De fait, les mises en examen pour homicides et blessures involontaires, notifiées en juin 2022 par courrier à ces deux anciens responsables par les juges d’instruction chargés des investigations, ont été annulées. Ceux-ci sont dès lors remis sous le statut plus favorable de témoin assisté dans ce dossier, qui ne fait donc plus peser de menace de procès sur eux.

« Pour nous, la solution est juste et évidente, parce qu’elle suit la jurisprudence de la chambre criminelle de la Cour de cassation », a commenté auprès de l’AFP Me Vincent Courcelle-Labrousse, avocat de Gérard C.

« Ce que l’on peut regretter, c’est que les juges d’instruction n’aient pas pris cette décision-là », a-t-il ajouté, estimant par ailleurs qu’au-delà de la question de la prescription, la mise en examen de son client lui apparaissait « totalement injustifiée ».

L’AFP n’avait pu joindre mercredi le conseil d’Alain Y.

« Nous allons immédiatement nous pourvoir en cassation », a réagi de son côté Me Marie Dosé, avocate de parties civiles dans ce dossier.

« Le parquet, le parquet général, les parties civiles et le juge d’instruction, ont toujours considéré que la prescription ne pouvait prospérer en l’espèce. Et cet arrêt va à l’encontre d’une jurisprudence de plus en restrictive en matière de prescription », a ajouté Me Dosé.

– Menaces sous-estimées? –

Le 8 mai 2002, l’explosion d’un bus transportant des salariés de la Direction des constructions navales internationales (DCNI) à Karachi faisait quinze morts, dont onze Français.

La justice française enquête sur deux volets dans cette affaire: un premier concernant les commanditaires de l’attentat, et un deuxième sur d’éventuels manquements dans la sécurisation des employés sur place.

Dans ce dernier volet, les juges d’instruction avaient considéré, 20 ans après l’attentat, qu’il existait des indices graves et/ou concordants que les deux anciens cadres de la DCN aient sous-estimé les menaces qui pesaient sur les salariés de l’entreprise.

Selon les magistrats, Gérard C. aurait mis en place un protocole de sécurité « inadapté », notamment lors des déplacements entre le lieu de résidence et le chantier de construction des sous-marins, permettant d’identifier aisément les personnels et leurs itinéraires.

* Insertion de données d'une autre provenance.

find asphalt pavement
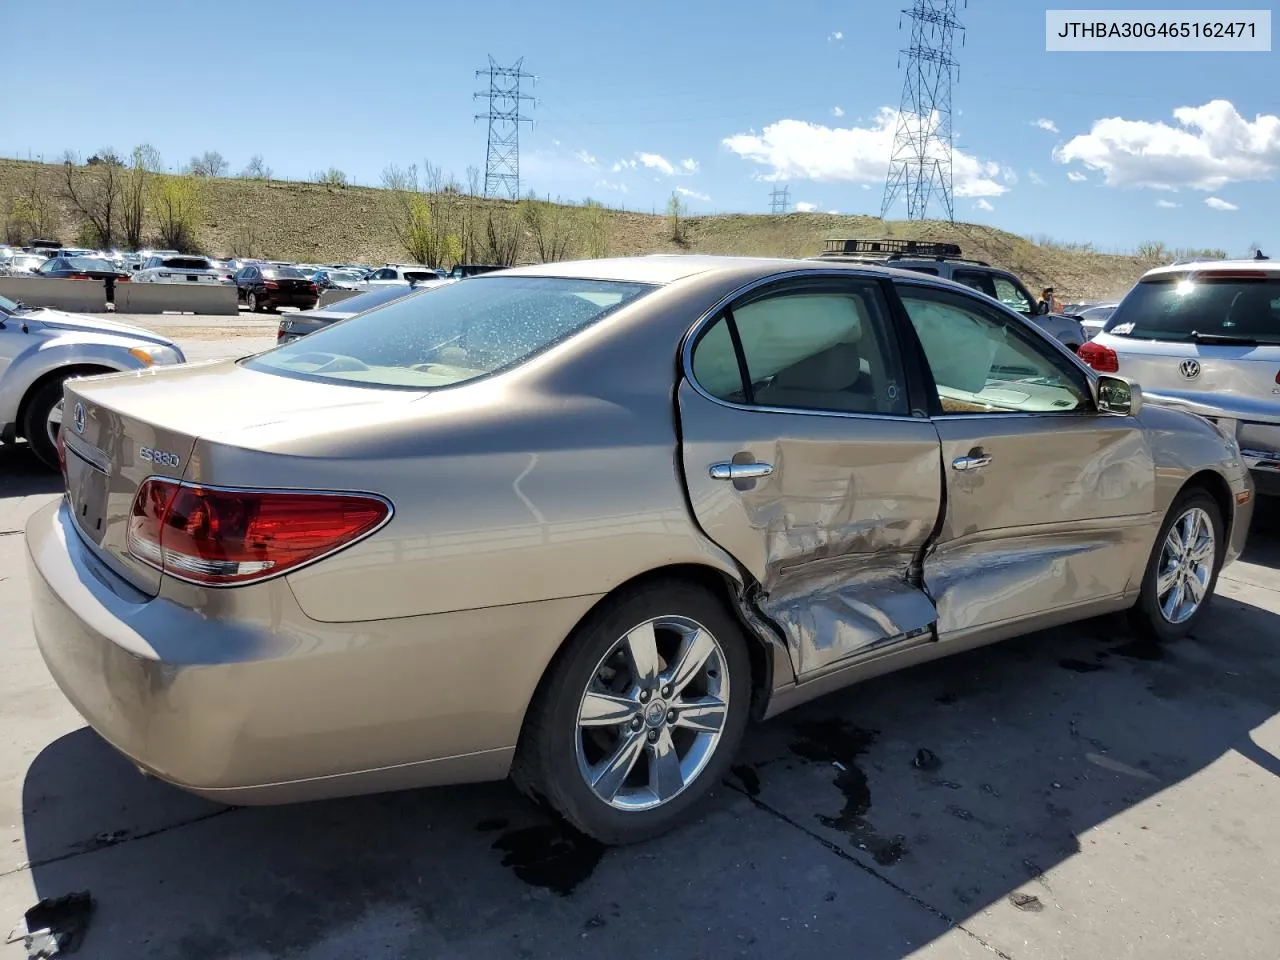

Son supérieur Alain Y. aurait « validé » ce protocole.

Ils auraient ainsi « sous-évalué » les risques d’attaques envers les salariés présents sur le site, alors que le contexte sécuritaire dans la région était particulièrement « dégradé » depuis les attentats du 11 septembre 2001 avec la multiplication d’attaques ciblant les étrangers ou les intérêts étrangers.

Après deux décennies, cet attentat n’a pas été élucidé et deux thèses s’affrontent.

L’acte semble avoir été minutieusement préparé avec des moyens sophistiqués. Et la piste d’Al-Qaïda, qui ne l’a pourtant pas revendiqué mais l’a approuvé, s’imposait pour le premier magistrat antiterroriste saisi des faits, Jean-Louis Bruguière.

A partir de 2009, l’enquête de son successeur Marc Trevidic s’est orientée vers l’hypothèse de représailles pakistanaises après l’arrêt des versements de commissions dans le cadre d’un contrat d’armement.

Le volet financier de cette affaire a pour sa part déjà été jugé.

Six personnes ont été condamnées en juin 2020 à Paris à des peines allant de deux ans à cinq ans de prison ferme pour avoir participé à un système de commissions occultes sur des contrats d’armement avec l’Arabie saoudite et le Pakistan qui aurait contribué à financer la campagne présidentielle malheureuse d’Edouard Balladur en 1995. Le procès en appel doit avoir lieu au printemps 2024.

Jugés pour leur part devant la Cour de justice de la République, l’ex-Premier ministre Edouard Balladur a été relaxé en mars 2021 tandis que son ancien ministre de la Défense, François Léotard, a été condamné à deux ans de prison avec sursis.